As suggested by Stein [27] and Schumacher et al. [26], there are many reasons why progesterone could not elicit beneficial effects in patients enrolled in some phase III clinical trials (mentioned above). Although the differences between species could explain the discrepancy in the findings between humans and other animals [120], there are several aspects involving the experimental design and the transparency in the interpretation and publication of the results that could help to combat the “reproducibility crisis” [121], with an irreproducibility ranging between 75 and 90% [122]. Among these factors, there are some avoidable factors such as poor methodological quality, differences in design between experimental animal studies and clinical trials, and publication bias [118]. In this regard, SYRCLE’s risk of bias tool [31] assess the main potential bias in animals studies (selection, performance, detection, attrition and reporting bias). In the present review, we show that most of the studies lack details to carry out an adequate evaluation of the questions of the SYRCLE tool, particularly in those inherent to the method of randomization and allocation of animals. These aspects could impact on the reliability of the results, as shown by De Vries et al. [118] and Hirst et al. [123]. It is also noteworthy that more than 30% of the responses to the questions of selective reporting outcome and other source of bias (potential conflicts of interest) indicated a high risk of bias (Fig. 4). In this sense, it was also observed that potential conflicts of interest, especially those related to the industry, could affect the results [124, 125].

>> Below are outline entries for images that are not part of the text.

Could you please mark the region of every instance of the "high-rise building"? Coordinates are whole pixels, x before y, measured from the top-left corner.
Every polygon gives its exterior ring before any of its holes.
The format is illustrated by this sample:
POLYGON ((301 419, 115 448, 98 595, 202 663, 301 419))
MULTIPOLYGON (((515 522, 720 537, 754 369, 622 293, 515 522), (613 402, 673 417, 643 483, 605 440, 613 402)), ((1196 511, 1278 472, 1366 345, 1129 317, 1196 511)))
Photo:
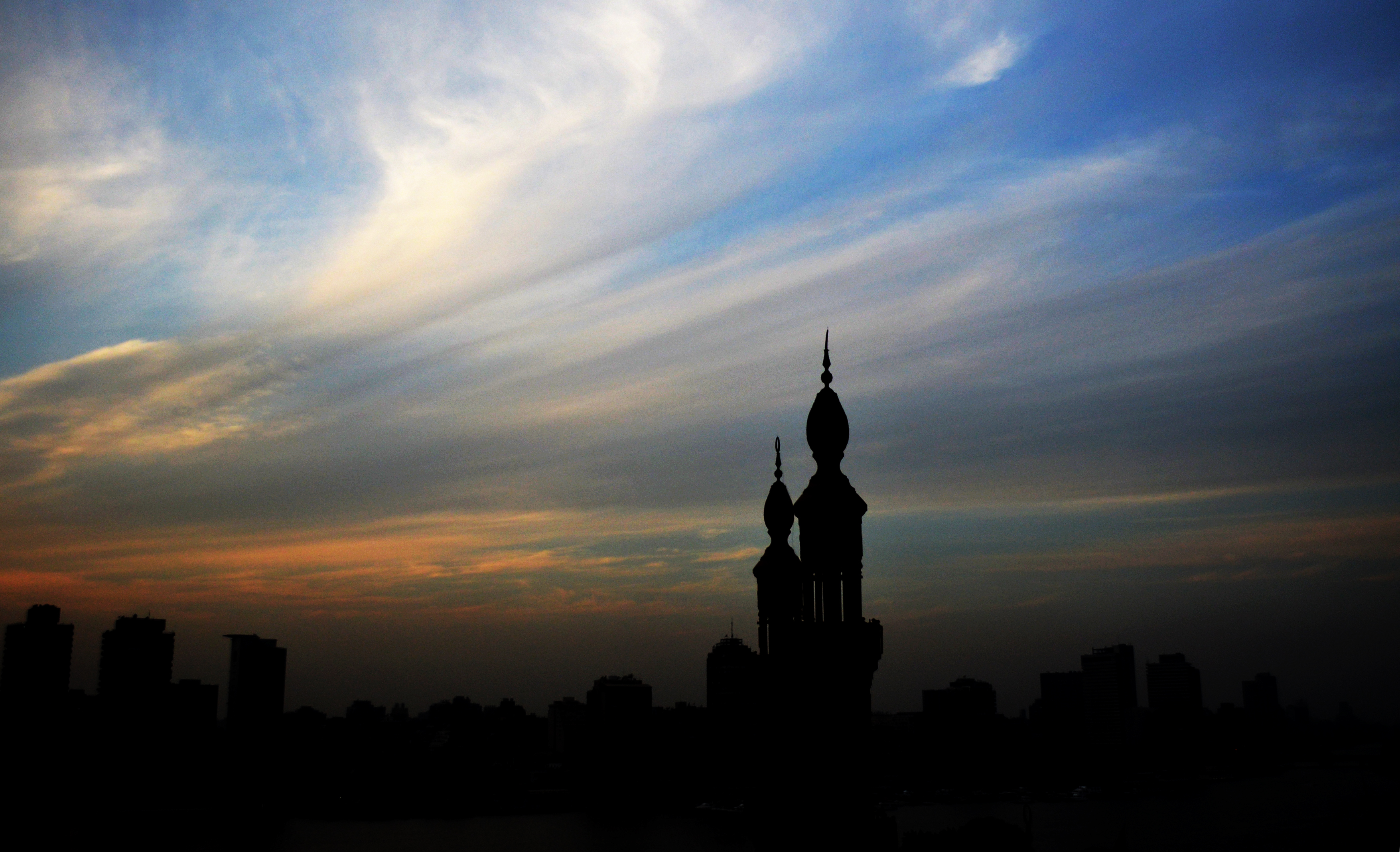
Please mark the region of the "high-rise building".
POLYGON ((651 684, 631 674, 599 677, 587 697, 589 767, 598 792, 631 796, 645 785, 651 684))
POLYGON ((1260 672, 1254 680, 1240 684, 1245 693, 1245 712, 1273 716, 1278 709, 1278 681, 1268 672, 1260 672))
POLYGON ((633 674, 599 677, 588 690, 588 718, 603 725, 645 722, 651 712, 651 684, 633 674))
POLYGON ((1084 722, 1084 672, 1042 672, 1032 718, 1053 727, 1078 727, 1084 722))
POLYGON ((183 733, 210 733, 218 722, 218 684, 181 679, 169 687, 171 722, 183 733))
POLYGON ((175 660, 175 634, 164 618, 120 616, 102 632, 97 694, 111 711, 147 715, 162 712, 175 660))
POLYGON ((731 634, 718 642, 706 658, 706 704, 713 719, 745 719, 752 716, 757 701, 759 655, 731 634))
POLYGON ((1163 653, 1147 665, 1147 705, 1161 713, 1201 709, 1201 673, 1184 653, 1163 653))
POLYGON ((228 652, 228 726, 255 729, 281 718, 287 649, 258 634, 224 634, 228 652))
POLYGON ((969 725, 997 715, 997 690, 983 680, 959 677, 946 690, 924 690, 924 719, 932 725, 969 725))
POLYGON ((554 754, 571 755, 584 744, 584 730, 588 725, 588 705, 571 695, 564 695, 549 705, 549 750, 554 754))
POLYGON ((59 607, 36 603, 24 621, 6 627, 0 662, 0 709, 52 712, 69 693, 73 625, 59 624, 59 607))
POLYGON ((1084 669, 1084 723, 1091 734, 1124 737, 1137 712, 1137 670, 1131 645, 1095 648, 1084 669))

To make a complete and clear analysis, we had some limitations during the course of the study, which were as follows: (1) imprecise description or lack of details of the methods or results on the articles included in our review might have reduced the precision and increased the heterogeneity of our own results; (2) few authors provided the information requested to assure a complete and reliable data extraction process; (3) high variability in the evaluation of outcomes and presentation of results, particularly in relation to the volume of the lesion; (4) for lesion volume, 16 of the 21 articles with this outcome used a calculation related to the cavity/absent area, which could present certain artifacts or variations inherent to the histological preparation [44]; (5) although the behavioral outcomes are of interest and deserve to be analyzed, the considerable methodological heterogeneity found in the tests prevented us from performing a meta-analysis of these outcomes. Since the behavioral outcomes (Table 2S) were included as secondary outcomes in our protocol, a proper appraisal of the behavioral effects of progesterone would require a new and independent systematic review, with specifically designed search strategies, aiming to properly perform a meta-analysis of these findings; (6) the evidenced publication bias that could impact in the effect size of the progesterone for TBI in both brain edema and lesion volume; (7) published clinical data report few or no values that could be used to compare with the results of brain edema outcome of the present review.

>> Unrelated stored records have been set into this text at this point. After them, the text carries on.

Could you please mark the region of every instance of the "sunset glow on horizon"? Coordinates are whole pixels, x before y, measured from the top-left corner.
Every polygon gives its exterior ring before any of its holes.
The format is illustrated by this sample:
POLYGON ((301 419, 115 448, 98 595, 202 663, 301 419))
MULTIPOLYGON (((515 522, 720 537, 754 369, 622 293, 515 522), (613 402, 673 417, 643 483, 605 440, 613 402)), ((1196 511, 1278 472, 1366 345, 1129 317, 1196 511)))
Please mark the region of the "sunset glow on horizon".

In conclusion, the present systematic review demonstrated that there is evidence that progesterone has an anti-edema effect in animal models of TBI involving the use of rodents, as well as decreases lesion volume or increases remaining tissue. However, more studies are needed using assessing methods with lower risk of histological artifacts. Moreover, we were unable to identify any study that evaluated the survival or mortality rate after the intervention with progesterone in a non-human animal model of TBI. Therefore, it is important when planning a clinical trial to consider the main findings and outcome measures of preclinical studies by performing a systematic/comprehensive review and, if possible, a meta-analysis. Finally, considering the difficulties presented at the time of evaluating the risk of bias of the articles included in this review, it is necessary to improve the reporting of data both in the methodology and results, increasing the accuracy and transparency related to the information presented by the studies.